Search code examples
htmlparsinghaskellfunctional-programmingparsec

Haskell - Parsec Parsing <p> element


I'm using Text.ParserCombinators.Parsec and Text.XHtml to parse an input like this:

This is the first paragraph example\n
with two lines\n
\n
And this is the second paragraph\n

And my output should be:

<p>This is the first paragraph example\n with two lines\n</p> <p>And this is the second paragraph\n</p>

I defined:


line= do{
        ;t<-manyTill (anyChar) newline
        ;return t
        }

paragraph = do{
        t<-many1 (line) 
        ;return ( p << t )
    }

But it returns:

<p>This is the first paragraph example\n with two lines\n\n And this is the second paragraph\n</p>

What is wrong? Any ideas?

Thanks!


Solution

  • From documentation for manyTill, it runs the first argument zero or more times, so 2 newlines in a row is still valid and your line parser will not fail.

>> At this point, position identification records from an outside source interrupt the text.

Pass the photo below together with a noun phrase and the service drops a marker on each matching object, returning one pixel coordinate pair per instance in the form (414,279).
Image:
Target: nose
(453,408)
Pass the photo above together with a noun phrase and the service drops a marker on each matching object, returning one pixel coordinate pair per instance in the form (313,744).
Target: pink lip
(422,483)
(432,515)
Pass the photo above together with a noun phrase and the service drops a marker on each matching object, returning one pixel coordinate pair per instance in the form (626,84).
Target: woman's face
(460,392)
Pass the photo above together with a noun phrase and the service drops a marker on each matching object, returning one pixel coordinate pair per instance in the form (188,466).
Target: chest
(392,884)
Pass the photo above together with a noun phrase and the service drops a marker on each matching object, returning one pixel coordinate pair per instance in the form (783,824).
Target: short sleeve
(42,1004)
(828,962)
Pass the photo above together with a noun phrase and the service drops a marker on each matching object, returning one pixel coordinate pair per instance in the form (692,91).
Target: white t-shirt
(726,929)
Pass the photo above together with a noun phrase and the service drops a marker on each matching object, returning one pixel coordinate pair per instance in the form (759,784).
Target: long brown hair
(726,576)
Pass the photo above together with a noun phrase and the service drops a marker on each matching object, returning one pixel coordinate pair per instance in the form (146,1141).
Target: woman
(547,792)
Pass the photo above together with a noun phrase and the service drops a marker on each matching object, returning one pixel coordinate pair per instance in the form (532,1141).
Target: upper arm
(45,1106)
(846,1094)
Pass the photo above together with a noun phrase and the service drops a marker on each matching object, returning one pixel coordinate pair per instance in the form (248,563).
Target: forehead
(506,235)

    You're probably looking for something like many1Till (like many1 versus many) but it doesn't seem to exist in the Parsec library, so you may need to roll your own: (warning: I don't have ghc on this machine, so this is completely untested)

    many1Till p end = do
        first <- p
        rest  <- p `manyTill` end
        return (first : rest)
    

    or a terser way:

    many1Till p end = liftM2 (:) p (p `manyTill` end)